Hayatım boyunca kaçtığım her şeyin ortasına düşmek, şimdiye kadar nefes aldığım her saniyeyi boş kılıyordu gözümde.

Buraya, tam olarak buraya gelememek için her şeyimi feda etmiştim ve hiçbir şey elde edemeyeceğim, her günün diğeri ile aynı olduğu bir hayat sürmeyi kabul etmiştim. Ve tüm bunlara rağmen şimdi tam buradaydım.

Ne kadar boş hissettirilebilirse yaşanan anılar, benimkilerin hepsi o kadar boş hissettiriyordu işte şimdi.

Annemin sözünü dinlemeyip dışarı çıkmayı diliyordum. Ya da bir kez olsun babamı mutlu etmeye değil de kendimi mutlu etmeye odaklanmış olmayı diliyordum. Abim neye sahip olmak istemediyse tam olarak ona sahip olarak ikimizi de istemediğimiz hayatlar yaşamaktan kurtarmayı diliyordum. İkimize biçilen roller ile istediklerimiz ne kadar da tezattı. Bunu daha yeni anlıyordum.

Keşke yeterince cesur olabilseydim geçmişte.

Ama ne yazık ki değildim.

Şimdi gerçekleşme ihtimali olmadığını bilerek dilediğim her şeyi o zamanlar gerçek yapmak elimdeydi. Attığım tek bir adıma ya da ağzımdan çıkan tek bir kelimeyse bakardı neredeyse hepsi. Ama o küçük adımı hiç atmamış ya da dudaklarımı hiç aralamamıştım. Öylece durmuş ve bir hiçi yaşamayı kabul etmiştim.

Bu bizi şimdi nereye getirdi, görüyoruz.

Hiç gelmek istemediğimiz bir yere.

Sara fazla dikkat çekmemek için mekanın yanından biraz yavaşlayarak geçti.
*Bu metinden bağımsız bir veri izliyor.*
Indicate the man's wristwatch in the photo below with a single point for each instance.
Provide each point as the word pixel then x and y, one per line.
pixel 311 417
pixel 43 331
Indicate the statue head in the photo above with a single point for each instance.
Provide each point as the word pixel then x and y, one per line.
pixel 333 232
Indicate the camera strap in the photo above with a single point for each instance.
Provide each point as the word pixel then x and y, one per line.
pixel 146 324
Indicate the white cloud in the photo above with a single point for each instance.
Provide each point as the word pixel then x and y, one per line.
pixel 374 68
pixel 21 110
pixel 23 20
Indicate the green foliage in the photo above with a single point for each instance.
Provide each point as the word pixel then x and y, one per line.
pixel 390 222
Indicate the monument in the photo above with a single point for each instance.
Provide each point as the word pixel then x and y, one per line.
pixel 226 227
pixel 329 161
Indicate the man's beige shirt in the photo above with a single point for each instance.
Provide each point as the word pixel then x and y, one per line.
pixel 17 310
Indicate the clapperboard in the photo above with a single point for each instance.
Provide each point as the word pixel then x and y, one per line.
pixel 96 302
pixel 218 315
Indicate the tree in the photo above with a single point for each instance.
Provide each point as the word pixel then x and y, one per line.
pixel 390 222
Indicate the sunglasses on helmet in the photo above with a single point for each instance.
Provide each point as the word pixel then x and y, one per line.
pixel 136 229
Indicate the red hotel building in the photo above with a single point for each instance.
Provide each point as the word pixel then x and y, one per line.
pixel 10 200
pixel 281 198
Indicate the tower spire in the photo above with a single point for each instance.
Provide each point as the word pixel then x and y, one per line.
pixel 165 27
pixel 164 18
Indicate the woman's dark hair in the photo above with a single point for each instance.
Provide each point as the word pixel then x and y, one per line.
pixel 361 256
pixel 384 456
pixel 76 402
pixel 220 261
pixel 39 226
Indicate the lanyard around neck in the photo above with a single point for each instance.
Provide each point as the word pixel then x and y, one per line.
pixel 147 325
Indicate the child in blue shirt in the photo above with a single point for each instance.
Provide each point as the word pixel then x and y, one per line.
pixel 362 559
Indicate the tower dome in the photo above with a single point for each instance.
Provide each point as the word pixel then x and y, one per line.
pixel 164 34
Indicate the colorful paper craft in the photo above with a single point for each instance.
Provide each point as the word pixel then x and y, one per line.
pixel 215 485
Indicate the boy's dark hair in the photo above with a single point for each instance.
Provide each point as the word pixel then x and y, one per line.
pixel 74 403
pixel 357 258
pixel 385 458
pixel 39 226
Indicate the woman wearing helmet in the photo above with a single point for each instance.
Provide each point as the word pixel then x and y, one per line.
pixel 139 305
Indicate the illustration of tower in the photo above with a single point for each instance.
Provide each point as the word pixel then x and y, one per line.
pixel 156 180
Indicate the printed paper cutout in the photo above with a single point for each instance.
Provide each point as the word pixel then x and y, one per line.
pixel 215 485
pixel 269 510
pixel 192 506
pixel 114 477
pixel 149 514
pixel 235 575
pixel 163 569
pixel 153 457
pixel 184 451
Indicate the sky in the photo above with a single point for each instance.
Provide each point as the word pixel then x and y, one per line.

Bu sırada Odkan yediği kafanın etkisini sindirmişti. Hatta ayağa bile kalkmıştı. Kavşaktan sola döndüğümüz kısa zaman diliminde Gabriel denilen adamın üstüne çıkıp yumruklarını yüzüne savurmaya başlamıştı bile. Yumrukları o kadar sertti ki... Kimsenin direnebileceğini düşünmüyordum.

"Yakalanabilirdik," dedi Sara ilerideki sokağa saptığı sırada. "Buraya Vlad'ı kollamaya geldik ama az kalsın o bizi kollamak zorunda kalacaktı."

Bunun olacağını tahmin etmiştim. Buraya gelmenin gereği olmadığını ona zaten söylediğim için bu konuda ağzımı tekrar açmayı saçma bularak sustum. Arabanın camından dışarıyı izlemeye devam ediyordum. Sara ıssız bir ara sokağa sapana kadar.